Вот к этому «доброму» человеку и пошла. Откуда ей было знать, что ни разрешить, ни запретить он полномочий не имел.
Падала в ноги (очень они это любили). Сказал – поезжай.
Приехала в Астрахань днем. Соня была на работе. Она устроилась в какое-то конструкторское бюро чертежницей. Чертила она прекрасно, любила это. Относились к ней очень хорошо.
Однажды она спросила у начальника: «Почему Вы всех называете по имени-отчеству, а меня Сонечкой?» Несколько смутившись, он сказал: «Просто все думаю, что Вы молоденькая девочка». На следующий день все стали называть ее «Софья Карловна». Она очень боялась потерять работу и не пропускала ни дня, даже когда Нинка болела.
Хозяйка проводила в крохотную комнату – скорее отгороженный угол, – которую снимала у нее Соня.
Около детской кроватки с опущенной сеткой лежал большой пес – черный королевский пудель Чертик.
Когда Соню с матерью выслали из Москвы, как членов семьи врага народа (ЧЕСы), лейтенант, один из тех, кто делал обыск после ареста отца, принес билет и на Чертика. Сказал, чтобы взяли личные вещи, деньги. Денег не было. Те, что, ожидая ареста, отец оставил для них у сестры Розы – Елены Лауэр, понимая, что они понадобятся (Розу к тому времени с работы уволили), Елена, боясь за свою семью – у нее было два сына – сдала в КГБ.

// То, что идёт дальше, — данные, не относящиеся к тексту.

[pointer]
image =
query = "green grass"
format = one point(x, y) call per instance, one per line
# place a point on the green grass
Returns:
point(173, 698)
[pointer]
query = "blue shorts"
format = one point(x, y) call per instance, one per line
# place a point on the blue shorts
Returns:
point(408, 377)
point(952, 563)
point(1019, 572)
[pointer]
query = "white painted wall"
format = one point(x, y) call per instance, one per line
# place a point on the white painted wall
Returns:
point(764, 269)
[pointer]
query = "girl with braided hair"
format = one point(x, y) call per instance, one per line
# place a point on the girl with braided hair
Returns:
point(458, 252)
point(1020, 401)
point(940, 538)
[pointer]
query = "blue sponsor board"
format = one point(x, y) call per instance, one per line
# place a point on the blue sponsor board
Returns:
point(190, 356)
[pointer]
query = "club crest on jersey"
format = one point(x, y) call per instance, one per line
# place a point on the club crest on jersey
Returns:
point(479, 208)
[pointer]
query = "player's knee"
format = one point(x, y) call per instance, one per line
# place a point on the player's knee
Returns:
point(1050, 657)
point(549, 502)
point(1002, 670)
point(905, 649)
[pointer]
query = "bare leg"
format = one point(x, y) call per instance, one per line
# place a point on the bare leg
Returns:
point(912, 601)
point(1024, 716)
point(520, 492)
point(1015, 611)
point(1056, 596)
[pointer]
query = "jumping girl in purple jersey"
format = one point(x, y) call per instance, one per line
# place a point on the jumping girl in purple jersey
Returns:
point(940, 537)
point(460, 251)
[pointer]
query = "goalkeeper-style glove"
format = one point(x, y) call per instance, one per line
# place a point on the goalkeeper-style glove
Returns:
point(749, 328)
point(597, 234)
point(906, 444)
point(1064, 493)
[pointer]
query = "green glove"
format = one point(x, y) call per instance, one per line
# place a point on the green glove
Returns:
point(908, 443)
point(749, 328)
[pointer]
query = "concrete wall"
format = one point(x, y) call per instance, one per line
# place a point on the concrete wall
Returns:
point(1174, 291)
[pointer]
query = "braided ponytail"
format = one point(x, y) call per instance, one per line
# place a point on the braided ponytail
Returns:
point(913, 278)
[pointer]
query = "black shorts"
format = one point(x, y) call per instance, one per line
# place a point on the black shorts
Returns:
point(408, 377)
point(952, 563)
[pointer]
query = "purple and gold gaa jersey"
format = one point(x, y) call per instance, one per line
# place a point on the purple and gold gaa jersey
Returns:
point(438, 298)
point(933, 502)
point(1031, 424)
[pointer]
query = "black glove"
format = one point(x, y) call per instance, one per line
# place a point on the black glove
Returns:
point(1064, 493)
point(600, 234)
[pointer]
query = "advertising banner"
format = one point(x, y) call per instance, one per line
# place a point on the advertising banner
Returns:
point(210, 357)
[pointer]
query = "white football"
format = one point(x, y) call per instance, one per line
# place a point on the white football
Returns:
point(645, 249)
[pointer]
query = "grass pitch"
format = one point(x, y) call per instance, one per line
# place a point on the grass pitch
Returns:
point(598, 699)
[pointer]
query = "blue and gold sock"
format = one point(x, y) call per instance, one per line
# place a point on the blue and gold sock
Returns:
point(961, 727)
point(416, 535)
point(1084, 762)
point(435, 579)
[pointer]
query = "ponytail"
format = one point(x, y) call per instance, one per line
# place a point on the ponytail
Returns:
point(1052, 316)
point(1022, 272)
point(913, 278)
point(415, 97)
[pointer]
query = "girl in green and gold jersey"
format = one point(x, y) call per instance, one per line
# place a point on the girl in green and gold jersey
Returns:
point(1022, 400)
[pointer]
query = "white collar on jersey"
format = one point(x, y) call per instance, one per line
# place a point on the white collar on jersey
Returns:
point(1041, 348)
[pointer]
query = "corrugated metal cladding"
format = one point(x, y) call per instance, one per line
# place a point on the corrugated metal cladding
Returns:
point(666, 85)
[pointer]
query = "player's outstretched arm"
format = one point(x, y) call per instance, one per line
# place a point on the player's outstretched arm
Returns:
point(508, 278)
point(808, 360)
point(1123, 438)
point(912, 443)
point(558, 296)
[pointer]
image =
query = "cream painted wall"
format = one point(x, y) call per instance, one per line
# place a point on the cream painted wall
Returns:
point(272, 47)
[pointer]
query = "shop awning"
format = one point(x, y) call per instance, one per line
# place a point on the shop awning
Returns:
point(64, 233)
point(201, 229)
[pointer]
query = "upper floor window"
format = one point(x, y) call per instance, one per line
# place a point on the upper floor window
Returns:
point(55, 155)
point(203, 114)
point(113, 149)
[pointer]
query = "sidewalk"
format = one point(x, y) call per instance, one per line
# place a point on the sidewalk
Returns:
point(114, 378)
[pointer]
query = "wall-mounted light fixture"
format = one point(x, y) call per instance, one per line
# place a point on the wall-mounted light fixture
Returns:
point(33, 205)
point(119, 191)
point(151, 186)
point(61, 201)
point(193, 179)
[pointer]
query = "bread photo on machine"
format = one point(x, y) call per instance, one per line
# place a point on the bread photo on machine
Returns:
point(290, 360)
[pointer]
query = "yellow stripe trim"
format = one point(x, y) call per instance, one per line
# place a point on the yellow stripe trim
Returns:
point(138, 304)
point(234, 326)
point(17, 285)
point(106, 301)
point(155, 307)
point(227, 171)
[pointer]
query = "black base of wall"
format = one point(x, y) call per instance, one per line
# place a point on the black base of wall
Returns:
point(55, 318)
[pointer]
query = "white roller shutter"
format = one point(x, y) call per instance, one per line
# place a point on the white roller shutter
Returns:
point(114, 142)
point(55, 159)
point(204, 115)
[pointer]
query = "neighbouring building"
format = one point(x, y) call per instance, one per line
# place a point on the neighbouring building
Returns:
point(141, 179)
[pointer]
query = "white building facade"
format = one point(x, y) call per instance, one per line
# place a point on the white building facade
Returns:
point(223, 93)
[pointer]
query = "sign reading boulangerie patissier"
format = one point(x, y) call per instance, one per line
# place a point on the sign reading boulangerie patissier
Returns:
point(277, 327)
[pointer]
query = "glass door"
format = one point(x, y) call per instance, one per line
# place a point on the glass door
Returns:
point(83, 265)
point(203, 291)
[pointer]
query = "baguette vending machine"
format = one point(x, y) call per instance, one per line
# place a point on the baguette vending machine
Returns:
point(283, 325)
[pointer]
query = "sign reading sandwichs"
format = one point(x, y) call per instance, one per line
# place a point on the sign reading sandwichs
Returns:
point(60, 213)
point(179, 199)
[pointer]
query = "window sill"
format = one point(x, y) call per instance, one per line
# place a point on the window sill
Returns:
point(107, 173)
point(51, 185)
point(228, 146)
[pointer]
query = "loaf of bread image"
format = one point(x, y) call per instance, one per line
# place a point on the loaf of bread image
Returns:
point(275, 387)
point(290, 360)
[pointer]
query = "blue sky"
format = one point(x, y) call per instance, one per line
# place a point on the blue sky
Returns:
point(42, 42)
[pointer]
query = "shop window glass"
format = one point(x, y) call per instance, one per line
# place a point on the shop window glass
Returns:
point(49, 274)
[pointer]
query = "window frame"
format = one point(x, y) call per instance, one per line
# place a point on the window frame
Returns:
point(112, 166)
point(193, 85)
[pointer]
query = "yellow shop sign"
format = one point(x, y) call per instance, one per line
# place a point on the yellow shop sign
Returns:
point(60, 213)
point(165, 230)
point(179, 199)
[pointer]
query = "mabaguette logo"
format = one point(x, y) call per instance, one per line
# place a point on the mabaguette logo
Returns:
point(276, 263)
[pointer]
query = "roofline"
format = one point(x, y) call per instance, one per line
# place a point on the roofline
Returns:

В Астрахани мама встретилась с Ростиславом Максимовым, братом жены Иеронима Уборевича Нины. В Москве Ростислав служил в военной части в Нахабино. В училище он поступил по рекомендации Уборевича. 12 июня 1937 г. Военный трибунал вынес приговор, и «врагов народа» приговорили к расстрелу. Через 24 часа приговор был приведен в исполнение. Группу Тухачевского, включая Уборевича, а также покончившего с собой Яна Гамарника обвинили в связях с иностранными государствами, ведущими недружественную политику в отношении СССР, в ведении вредительской работы по ослаблению мощи Красной армии и попытке подготовить поражение Красной армии на случай нападения на СССР, и в стремлении восстановить в СССР власть помещиков и капиталистов. Все это казалось неправдоподобным бредом.
Вскоре состоялось комсомольское собрание батальона, где комсорг сделал сообщение о том, что Максимов является родственником расстрелянного «врага народа» И. Уборевича, а чтобы скрыть свою враждебность в отношении СССР, вывел свой водолазный взвод в передовые. Являясь ярым монархистом, читал книги о царях. Ростислава единогласно исключили из комсомола.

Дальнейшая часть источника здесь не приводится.